Adani's protection claims reviewed
New reports say Adani’s plans to protect pristine desert springs will not work.
The Australian Conservation Foundation commissioned reviews by environmental law and water experts, looking into Adani's draft plans to protect the Doongmabulla Springs and Mellaluka Springs from Carmichael coal mine works.
Adani says the plan is a “targeted and specific” part of a “robust, multi-layered approach” to controlling the impacts of its mine.
Earlier scientific studies found Adani's mine may “permanently drain” the springs.
The experts say there is no way to guarantee the springs would be protected because their source remains in doubt, and Adani does not appear willing to find it.
The Doongmabulla Springs carry Australia’s highest level of legal protection, deemed “endangered ecological communities”.
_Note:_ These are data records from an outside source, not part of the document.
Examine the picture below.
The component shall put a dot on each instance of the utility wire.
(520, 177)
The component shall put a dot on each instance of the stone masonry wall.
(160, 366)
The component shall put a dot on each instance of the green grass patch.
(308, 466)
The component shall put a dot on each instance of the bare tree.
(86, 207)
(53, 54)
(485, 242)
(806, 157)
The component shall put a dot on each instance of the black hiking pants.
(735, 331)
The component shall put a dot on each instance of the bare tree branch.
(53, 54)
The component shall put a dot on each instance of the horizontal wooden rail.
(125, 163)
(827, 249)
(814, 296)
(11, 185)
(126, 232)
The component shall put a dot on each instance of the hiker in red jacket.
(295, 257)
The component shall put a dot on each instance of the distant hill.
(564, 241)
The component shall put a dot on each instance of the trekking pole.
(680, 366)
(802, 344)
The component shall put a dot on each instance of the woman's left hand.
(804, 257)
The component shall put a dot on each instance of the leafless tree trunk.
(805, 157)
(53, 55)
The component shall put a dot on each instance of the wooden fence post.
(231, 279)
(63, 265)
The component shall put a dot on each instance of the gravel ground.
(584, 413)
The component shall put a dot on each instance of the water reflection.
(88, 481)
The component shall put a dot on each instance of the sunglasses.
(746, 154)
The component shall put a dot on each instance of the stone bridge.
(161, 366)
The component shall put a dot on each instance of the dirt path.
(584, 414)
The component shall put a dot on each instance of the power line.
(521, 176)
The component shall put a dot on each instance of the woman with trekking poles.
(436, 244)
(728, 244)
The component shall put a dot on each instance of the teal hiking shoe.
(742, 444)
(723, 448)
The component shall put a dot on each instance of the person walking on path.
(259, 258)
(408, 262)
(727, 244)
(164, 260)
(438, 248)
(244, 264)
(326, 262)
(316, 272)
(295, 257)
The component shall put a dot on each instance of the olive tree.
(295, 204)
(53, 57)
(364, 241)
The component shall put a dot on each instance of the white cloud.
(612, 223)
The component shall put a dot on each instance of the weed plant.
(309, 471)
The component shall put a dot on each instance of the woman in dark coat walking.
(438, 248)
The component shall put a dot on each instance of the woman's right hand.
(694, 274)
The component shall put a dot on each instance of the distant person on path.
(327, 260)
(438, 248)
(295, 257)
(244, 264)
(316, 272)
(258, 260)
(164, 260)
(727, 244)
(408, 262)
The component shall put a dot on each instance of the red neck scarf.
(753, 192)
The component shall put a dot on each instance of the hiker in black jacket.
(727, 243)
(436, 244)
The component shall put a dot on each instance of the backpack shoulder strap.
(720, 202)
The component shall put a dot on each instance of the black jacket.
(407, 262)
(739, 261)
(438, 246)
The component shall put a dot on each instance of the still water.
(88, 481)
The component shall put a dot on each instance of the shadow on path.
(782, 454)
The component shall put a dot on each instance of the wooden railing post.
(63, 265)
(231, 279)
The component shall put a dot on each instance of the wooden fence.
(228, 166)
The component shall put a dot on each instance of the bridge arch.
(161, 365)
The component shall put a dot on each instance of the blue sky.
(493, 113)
They contain a range of endemic and threatened species, which each have legal protection too as “matters of national environmental significance”.
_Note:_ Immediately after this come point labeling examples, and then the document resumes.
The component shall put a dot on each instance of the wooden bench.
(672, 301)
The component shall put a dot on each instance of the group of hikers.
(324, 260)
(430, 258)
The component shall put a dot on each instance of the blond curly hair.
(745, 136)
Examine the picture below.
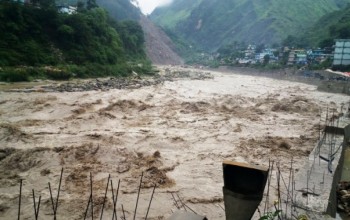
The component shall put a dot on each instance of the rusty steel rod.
(52, 203)
(175, 201)
(149, 205)
(138, 196)
(115, 200)
(58, 192)
(104, 199)
(92, 201)
(20, 199)
(123, 212)
(87, 207)
(183, 205)
(36, 208)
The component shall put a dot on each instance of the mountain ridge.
(212, 23)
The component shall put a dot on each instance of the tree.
(266, 59)
(90, 4)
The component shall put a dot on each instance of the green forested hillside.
(86, 43)
(213, 23)
(332, 26)
(120, 9)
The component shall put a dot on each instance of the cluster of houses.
(290, 55)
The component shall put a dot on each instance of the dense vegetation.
(86, 43)
(335, 25)
(121, 9)
(211, 24)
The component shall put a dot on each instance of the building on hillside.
(297, 57)
(67, 9)
(318, 55)
(342, 52)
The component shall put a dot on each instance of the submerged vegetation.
(37, 41)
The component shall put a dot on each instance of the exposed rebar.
(92, 202)
(20, 199)
(104, 199)
(115, 200)
(149, 206)
(138, 195)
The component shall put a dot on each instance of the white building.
(342, 52)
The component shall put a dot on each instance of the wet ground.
(177, 133)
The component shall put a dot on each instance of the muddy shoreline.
(176, 132)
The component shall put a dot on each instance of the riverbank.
(176, 132)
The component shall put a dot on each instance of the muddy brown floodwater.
(177, 133)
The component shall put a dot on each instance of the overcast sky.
(147, 6)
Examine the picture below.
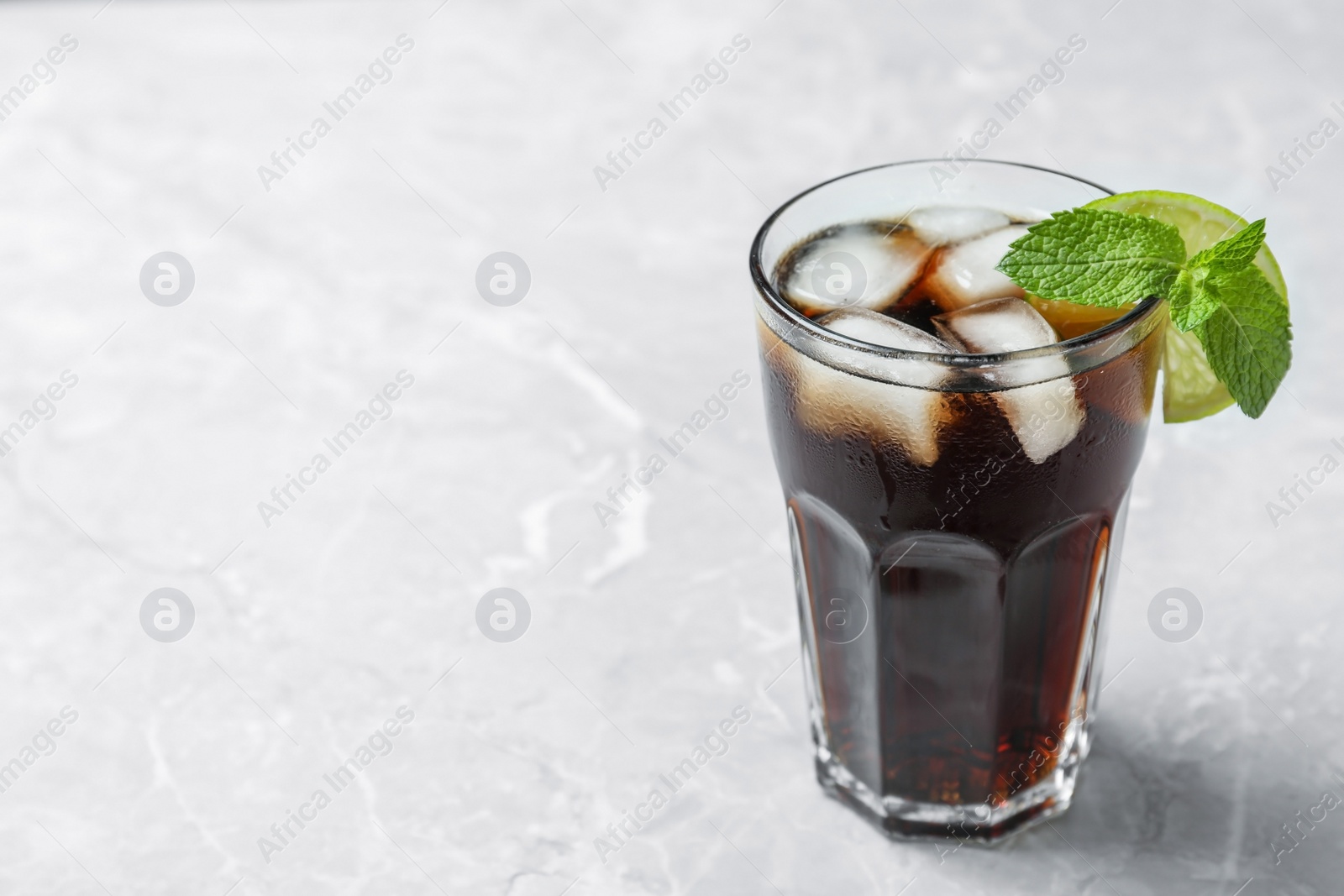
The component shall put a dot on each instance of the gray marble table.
(333, 642)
But if the Carmichael mine goes ahead, Adani will begin pulling up to 21 billion litres of water a year from the Great Artesian Basin, though it does not have strict volume limits so could extract more.
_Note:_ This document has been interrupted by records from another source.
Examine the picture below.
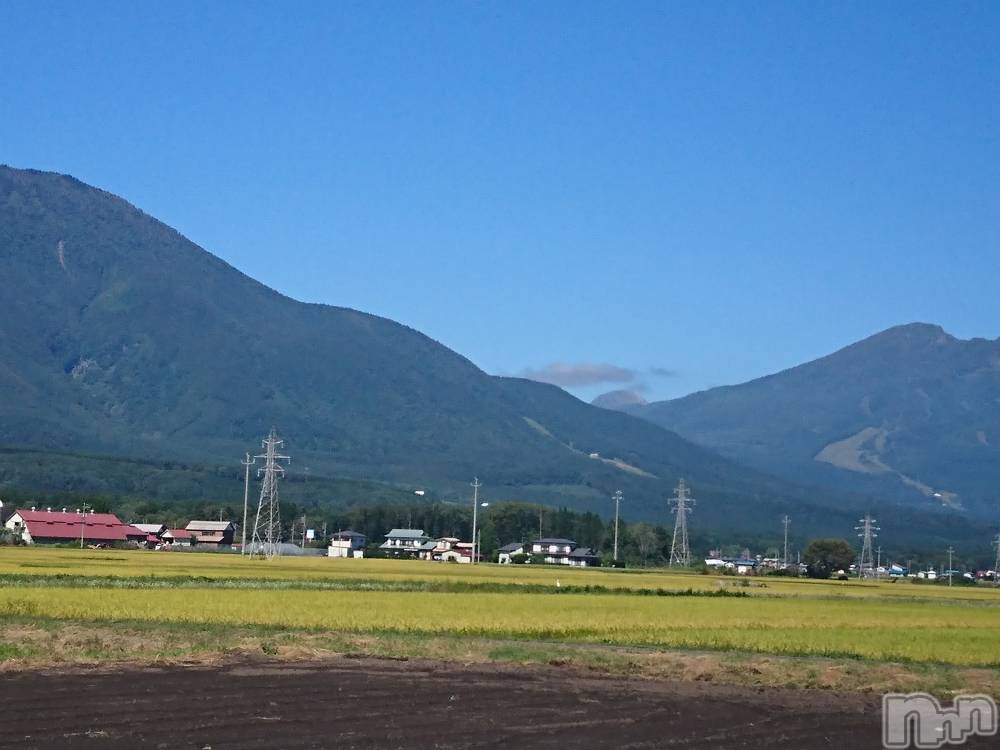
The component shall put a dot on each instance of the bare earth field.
(363, 703)
(368, 703)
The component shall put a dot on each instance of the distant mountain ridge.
(619, 400)
(121, 337)
(910, 413)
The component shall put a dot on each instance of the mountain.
(120, 338)
(619, 400)
(910, 414)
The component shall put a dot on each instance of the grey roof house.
(404, 541)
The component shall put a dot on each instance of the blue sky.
(686, 194)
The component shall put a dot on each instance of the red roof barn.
(48, 526)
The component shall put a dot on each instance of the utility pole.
(868, 532)
(266, 539)
(618, 500)
(83, 522)
(785, 522)
(680, 550)
(475, 507)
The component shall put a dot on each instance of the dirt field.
(363, 703)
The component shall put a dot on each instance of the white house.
(559, 551)
(404, 541)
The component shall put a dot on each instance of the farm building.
(52, 527)
(177, 537)
(212, 532)
(153, 532)
(347, 544)
(404, 541)
(507, 552)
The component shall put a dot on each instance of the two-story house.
(404, 542)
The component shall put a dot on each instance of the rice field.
(883, 622)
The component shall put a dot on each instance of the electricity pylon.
(267, 529)
(996, 565)
(618, 502)
(785, 522)
(868, 532)
(680, 550)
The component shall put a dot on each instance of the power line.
(246, 499)
(267, 528)
(680, 550)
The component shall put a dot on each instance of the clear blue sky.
(720, 190)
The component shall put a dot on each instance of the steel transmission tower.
(786, 521)
(267, 529)
(996, 565)
(618, 501)
(867, 532)
(680, 550)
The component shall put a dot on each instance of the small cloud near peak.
(574, 375)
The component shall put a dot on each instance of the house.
(347, 544)
(404, 542)
(506, 553)
(53, 527)
(583, 557)
(177, 537)
(446, 549)
(212, 532)
(557, 551)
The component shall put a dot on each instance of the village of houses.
(63, 526)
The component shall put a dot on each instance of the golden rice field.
(886, 622)
(126, 564)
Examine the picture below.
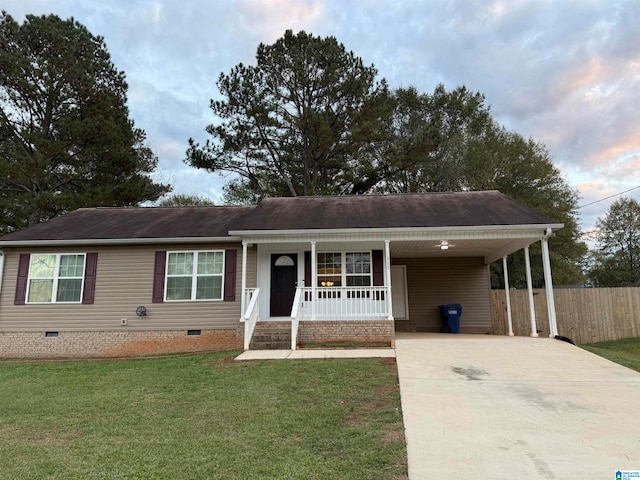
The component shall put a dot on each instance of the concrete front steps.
(271, 336)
The company has been allowed to delay giving details of how it would protect the springs and their associated species and ecosystems during its environmental approval processes so far.
Water policy expert Tom Crothers has reviewed Adani’s Groundwater Dependent Ecosystem Management Plan, reportedly dated “January 2018”, and found “it doesn't protect them at all”.
“It is about protecting Adani from prosecution for environmental harm. And it's also protecting the company from being held to account for impacts on their impact on environmental assets,” Mr Crothers told the ABC.
He said the plan ignored potential damage from noise and vibration, and has no details on how to protect some ecosystems.
The 197-page plan proposes just three corrective actions if damage is caused to the springs, which consist mostly of investigations.
“All the way through the document, you see them say; ‘We'll do an investigation to see if Adani is the cause of the impact, then we'll do more investigations and analysis’. It's about Adani protecting themselves,” Mr Crothers said.
The investigations would be based on whatever data Adani provides, and leave room for Adani to avoid taking action if it decides it was not responsible.
Conservationists are calling on the Queensland Government to reject the plan.